Selain kurang dikenal, Ahok juga kebetulan lahir sebagai keturunan etnis Tionghua serta beragama Kristen Protestan. Sebetulnya tidak ada yg "salah" samasekali Ahok itu Tionghua dan non Muslim, kecuali dia mau mencalonkan diri jadi wakil gubernur DKI. Minoritas ganda ini, tanpa perlu segala riset & survei, bisa dipastikan akan menjadi "sasaran tembak" yg empuk buat lawan² politiknya. Bahkan sebagian warga, tanpa harus dikompori, sudah "alergi" dgn kombinasi ini (Tionghua & non Muslim).
Jokowi dihadapkan pada 2 opsi ini. Seharusnya pilihan yang sangat mudah dan sudah jelas. Kalau secara nalar pragmatis maka nama pertama lah yg harusnya dipilih oleh Jokowi. Tapi Jokowi ternyata malah memilih Ahok. Nah disinilah keberanian seorang entrepreuner seperti Jokowi muncul. Jokowi betul² "berjudi" dgn menggandeng Ahok sebagai calon wakilnya.

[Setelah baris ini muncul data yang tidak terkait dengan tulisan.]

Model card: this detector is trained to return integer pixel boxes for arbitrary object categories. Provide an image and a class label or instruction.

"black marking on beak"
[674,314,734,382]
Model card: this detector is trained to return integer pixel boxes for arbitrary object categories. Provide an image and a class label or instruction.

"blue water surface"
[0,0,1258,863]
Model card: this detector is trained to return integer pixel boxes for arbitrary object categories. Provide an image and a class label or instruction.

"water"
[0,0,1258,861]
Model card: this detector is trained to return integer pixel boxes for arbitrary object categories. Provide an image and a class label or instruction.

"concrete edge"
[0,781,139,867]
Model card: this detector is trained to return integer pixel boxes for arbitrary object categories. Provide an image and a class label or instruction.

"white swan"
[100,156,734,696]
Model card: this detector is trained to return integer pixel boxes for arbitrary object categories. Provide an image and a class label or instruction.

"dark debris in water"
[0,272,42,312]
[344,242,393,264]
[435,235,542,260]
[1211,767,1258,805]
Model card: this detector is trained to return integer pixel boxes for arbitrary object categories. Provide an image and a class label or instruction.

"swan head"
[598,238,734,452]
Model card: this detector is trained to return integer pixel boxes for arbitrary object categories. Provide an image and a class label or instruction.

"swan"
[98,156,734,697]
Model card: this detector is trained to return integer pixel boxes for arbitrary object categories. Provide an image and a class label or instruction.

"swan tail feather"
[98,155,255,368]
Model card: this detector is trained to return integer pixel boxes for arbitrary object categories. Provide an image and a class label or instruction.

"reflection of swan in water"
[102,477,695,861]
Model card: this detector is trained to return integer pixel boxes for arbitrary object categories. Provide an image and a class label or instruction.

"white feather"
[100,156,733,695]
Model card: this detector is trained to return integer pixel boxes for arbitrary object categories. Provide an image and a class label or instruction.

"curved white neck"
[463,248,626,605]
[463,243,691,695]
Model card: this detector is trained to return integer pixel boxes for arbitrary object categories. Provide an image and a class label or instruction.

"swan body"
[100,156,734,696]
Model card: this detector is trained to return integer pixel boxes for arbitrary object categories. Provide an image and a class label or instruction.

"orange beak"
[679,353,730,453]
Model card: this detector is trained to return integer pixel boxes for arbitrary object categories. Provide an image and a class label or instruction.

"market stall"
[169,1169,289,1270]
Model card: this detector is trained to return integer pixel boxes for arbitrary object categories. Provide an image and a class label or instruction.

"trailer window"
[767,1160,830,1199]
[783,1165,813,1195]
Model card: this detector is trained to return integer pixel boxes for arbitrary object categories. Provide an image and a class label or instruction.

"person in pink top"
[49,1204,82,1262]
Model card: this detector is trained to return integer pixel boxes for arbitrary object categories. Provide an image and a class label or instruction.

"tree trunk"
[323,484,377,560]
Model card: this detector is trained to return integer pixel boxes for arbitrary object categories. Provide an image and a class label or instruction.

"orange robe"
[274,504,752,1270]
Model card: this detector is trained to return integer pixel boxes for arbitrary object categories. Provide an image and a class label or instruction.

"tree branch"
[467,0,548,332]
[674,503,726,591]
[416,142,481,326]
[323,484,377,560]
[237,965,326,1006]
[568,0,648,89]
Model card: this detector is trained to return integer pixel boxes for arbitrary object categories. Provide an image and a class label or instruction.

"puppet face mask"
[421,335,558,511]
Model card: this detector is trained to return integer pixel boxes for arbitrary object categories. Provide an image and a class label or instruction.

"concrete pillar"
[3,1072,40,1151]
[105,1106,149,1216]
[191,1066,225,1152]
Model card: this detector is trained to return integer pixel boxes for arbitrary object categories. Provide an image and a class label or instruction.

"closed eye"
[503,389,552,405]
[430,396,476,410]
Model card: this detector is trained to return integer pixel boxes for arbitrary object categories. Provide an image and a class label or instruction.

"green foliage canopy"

Dia membuang satu kesempatan untuk bisa memenangkan Pilgub DKI dgn cara lebih mudah. Dia lebih memilih "jalan terjal dan berliku" menuju DKI1. Pada suatu kesempatan, Jokowi pernah ditanya wartawan kenapa dia pilih Ahok. Ternyata dia lebih memprioritaskan bagaimana nanti mengelola Jakarta yg penuh kompleksitas ini seandainya dia menang ketimbang kemudahan memenangkan Pilgub itu sendiri.
Jokowi sudah berpikir lebih jauh daripada sekedar mengejar kemenangan saja. Dia sangat sadar, untuk bisa mengelola Jakarta dengan baik, dia butuh rekan kerja yg betul² bisa diandalkan. Baginya lebih baik kalah daripada menang tapi nanti kerepotan dan akhirnya gagal total menjalankan kepercayaan rakyat. Singkat kata dia sedang "berjudi" dengah taruhan yang sangat tinggi, yakni kekalahan itu sendiri.
Jadilah Jokowi dan Ahok bergandengan tangan maju dalam kancah Pilgub DKI. Sekali pun popularitasnya lumayan tinggi (karena kiprah dan perstasinya sebagai walikota Solo dia banyak di liput media nasional), tapi tak sedikit kalangan yg menilai peluangnya kecil untuk menang. Salah satu titik lemahnya adalah Ahok. Benarkah demikian?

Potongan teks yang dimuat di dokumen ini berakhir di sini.